By Jonathan Fisher, September 27, 2011


Here's a dilemma -- is it possible to regard a film as competently produced and performed while feeling absolutely nothing for it? Tinker Tailor Soldier Spy has a ridiculous pedigree. It's like the cutest pure-bred puppy you've ever seen. Just looking at it, you know that the people that created it knew what they were doing. Directed by the consummate Swede Tomas Alfredson (Let the Right One In), starring Gary Oldman, Colin Firth, Tom Hardy, Mark Strong, Toby Jones, John Hurt, and Ciaran Hinds, and based upon the legendary book by former real-life spy John Le Carre, Tinker Tailor Soldier Spy invites high expectations.
I didn't understand it. I understood it -- the characters were speaking eloquent English, and the subtitles were coherent -- but I was at a complete loss narratively. I understood the basic premise -- MI6 agent George Smiley (Gary Oldman) is brought back from the brink of retirement to uncover the identity of a Soviet mole working in the upper echelons of the agency's management at the height of the Cold War.

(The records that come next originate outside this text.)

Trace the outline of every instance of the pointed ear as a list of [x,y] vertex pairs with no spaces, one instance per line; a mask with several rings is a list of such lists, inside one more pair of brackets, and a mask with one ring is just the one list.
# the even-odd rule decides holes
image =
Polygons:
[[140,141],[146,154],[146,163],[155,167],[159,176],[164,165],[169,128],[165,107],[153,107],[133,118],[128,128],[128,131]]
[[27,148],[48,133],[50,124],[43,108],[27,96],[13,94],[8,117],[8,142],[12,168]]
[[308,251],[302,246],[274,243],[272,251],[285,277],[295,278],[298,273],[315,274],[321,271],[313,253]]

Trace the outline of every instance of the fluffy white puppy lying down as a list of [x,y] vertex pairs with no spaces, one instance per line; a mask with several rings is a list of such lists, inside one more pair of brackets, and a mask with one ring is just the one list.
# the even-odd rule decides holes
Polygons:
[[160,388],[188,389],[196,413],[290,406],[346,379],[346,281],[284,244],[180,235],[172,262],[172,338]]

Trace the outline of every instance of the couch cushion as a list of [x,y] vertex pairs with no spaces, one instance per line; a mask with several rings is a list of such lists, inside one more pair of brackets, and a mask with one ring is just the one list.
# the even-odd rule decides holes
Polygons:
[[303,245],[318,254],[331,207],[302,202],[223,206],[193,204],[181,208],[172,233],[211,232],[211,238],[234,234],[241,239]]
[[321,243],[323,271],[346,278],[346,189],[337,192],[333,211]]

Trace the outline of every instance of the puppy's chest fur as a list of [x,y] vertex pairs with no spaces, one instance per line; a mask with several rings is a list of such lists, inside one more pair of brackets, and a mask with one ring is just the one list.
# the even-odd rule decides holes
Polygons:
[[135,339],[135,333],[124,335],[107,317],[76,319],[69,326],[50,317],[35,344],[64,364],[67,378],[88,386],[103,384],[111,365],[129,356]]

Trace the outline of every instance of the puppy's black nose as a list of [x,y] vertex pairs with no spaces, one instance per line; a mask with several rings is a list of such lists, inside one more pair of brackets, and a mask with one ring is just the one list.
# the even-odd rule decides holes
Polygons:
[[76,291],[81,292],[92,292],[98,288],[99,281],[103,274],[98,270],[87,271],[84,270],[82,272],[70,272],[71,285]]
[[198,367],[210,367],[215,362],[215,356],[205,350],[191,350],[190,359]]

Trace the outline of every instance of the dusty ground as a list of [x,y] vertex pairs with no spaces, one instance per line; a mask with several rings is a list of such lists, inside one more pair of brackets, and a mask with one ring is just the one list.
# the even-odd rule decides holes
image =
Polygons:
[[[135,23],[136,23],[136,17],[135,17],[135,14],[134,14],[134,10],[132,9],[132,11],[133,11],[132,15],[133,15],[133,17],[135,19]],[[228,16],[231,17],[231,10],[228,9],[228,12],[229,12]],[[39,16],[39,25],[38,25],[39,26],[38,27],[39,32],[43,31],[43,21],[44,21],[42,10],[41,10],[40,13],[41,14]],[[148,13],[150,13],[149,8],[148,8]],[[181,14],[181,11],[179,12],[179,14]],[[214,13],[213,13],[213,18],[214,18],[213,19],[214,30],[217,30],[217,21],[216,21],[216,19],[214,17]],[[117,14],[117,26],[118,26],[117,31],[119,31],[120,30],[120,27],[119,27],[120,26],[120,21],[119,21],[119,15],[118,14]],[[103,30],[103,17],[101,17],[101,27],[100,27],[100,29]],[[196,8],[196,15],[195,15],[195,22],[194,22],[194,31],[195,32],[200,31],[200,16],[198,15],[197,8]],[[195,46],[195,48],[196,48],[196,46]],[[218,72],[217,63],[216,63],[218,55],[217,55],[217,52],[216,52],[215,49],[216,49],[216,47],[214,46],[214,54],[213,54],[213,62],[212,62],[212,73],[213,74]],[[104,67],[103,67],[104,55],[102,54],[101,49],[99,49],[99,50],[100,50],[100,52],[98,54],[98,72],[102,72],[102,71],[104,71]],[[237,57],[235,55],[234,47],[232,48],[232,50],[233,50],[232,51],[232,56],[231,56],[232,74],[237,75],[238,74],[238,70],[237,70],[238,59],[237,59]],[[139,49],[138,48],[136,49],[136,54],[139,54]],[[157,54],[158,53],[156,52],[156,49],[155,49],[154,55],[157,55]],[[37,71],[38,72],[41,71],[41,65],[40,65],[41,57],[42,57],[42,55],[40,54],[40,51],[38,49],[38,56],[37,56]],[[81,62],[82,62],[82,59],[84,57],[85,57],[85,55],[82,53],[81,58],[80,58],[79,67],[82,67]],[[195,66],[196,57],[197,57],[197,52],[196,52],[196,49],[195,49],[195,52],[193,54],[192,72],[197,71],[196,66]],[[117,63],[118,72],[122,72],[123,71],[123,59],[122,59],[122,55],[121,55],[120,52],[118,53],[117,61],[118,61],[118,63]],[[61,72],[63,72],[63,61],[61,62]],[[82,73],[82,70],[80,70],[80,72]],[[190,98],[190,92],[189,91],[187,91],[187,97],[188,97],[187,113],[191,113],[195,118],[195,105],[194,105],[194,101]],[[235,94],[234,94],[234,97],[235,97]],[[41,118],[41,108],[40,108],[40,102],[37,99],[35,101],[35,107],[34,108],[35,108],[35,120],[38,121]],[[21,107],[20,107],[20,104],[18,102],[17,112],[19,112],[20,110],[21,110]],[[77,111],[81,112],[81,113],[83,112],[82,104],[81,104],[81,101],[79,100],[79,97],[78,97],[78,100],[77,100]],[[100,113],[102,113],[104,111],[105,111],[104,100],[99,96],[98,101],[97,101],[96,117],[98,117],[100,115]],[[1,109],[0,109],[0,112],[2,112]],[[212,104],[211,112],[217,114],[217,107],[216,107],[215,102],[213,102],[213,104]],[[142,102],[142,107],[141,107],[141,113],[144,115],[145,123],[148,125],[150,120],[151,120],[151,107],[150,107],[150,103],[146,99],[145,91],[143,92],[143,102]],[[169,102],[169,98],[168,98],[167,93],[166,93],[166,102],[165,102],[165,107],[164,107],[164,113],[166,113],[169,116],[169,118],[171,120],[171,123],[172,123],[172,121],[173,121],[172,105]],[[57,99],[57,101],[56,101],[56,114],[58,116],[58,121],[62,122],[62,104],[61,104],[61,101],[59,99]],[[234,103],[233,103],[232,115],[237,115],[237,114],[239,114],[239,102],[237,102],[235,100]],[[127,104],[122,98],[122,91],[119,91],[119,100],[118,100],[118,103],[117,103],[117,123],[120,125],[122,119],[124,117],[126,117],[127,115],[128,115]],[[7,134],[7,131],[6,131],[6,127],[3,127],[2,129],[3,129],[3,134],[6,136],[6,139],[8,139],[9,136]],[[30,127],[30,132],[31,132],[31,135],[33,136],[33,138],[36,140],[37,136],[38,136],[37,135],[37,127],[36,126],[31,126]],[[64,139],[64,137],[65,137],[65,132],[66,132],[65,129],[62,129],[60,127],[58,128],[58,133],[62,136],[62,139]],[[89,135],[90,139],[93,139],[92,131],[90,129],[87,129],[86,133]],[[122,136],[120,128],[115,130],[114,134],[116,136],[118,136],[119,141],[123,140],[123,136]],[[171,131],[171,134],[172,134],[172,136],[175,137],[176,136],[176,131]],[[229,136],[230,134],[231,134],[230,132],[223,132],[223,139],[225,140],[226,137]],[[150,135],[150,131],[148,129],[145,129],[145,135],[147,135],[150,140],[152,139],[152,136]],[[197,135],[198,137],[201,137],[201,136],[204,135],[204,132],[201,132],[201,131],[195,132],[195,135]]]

A movie is (or should be, anyway) about so much more than what it's about, so I can forgive a little narrative fuzziness here and there. I also accept that some movies just require you to concentrate really, really hard to know what is going on. Some movies even wilfully refuse to pander to the average viewer's preconceptions of what a 'plot' should be and how it should unfold (think Tarkovsky's Andrei Rublev, an excerpt of which is below).
That's fine. In Tarkovsky's case, more than fine. The guy was a visionary genius, and not in the way that Zack Snyder is a visionary for directing 300. The problem I had with Tinker Tailor Soldier Spy, however, is that it's just obtuse. There are so many middle-aged men that look almost exactly the same, with similar-sounding names, and the movie is so reliant on dialogue (i.e. some of these middle-aged, bland-looking characters talking about the other middle-aged, bland-looking characters) that it's nigh impossible to tell who is who and who did what to who.
I did read the novel, many years ago. I vaguely recalled the key events of the story. I was still disadvantaged by the somnambulant, verbose style of story-telling. I was also shocked that Tomas Alfredson, who so beautifully directed the Swedish vampire story Let the Right One In, opted for such a bland style. Is it the language barrier? Perhaps. The visuals of this movie (visuals are, of course, the language of cinema that transcends dialect) are brilliant. The threatening shades of brown, the framing of the world closing in on these paranoid people trying to second-guess everyone around them. That stuff is all gorgeous. Tinker Tailor Soldier Spy gets the music right, but not the words.
Editor's note: I am fully aware that John Le Carre has an accent acute over the last e. I can't, for the life of me, work out how to insert one of these into a Blogger post without ruining the html and thus the look of the entire post. I'd love it for a reader to enlighten me.



Gary Oldman and John Hurt together in the same film? Two of our favorite actors on the big screen! It's always hard to make a film in a modern city when you are trying to replicate the past. Did you notice that Speed hump on the road? Those certainly did not exist in 1973. But great review! Thanks for the post!
ReplyDeleteI completely agree with this review. Tinker Tailor Soldier Spy looked and sounded impressive... but I have no idea what went on in the two hours that I spent watching this film. The men all looked the same.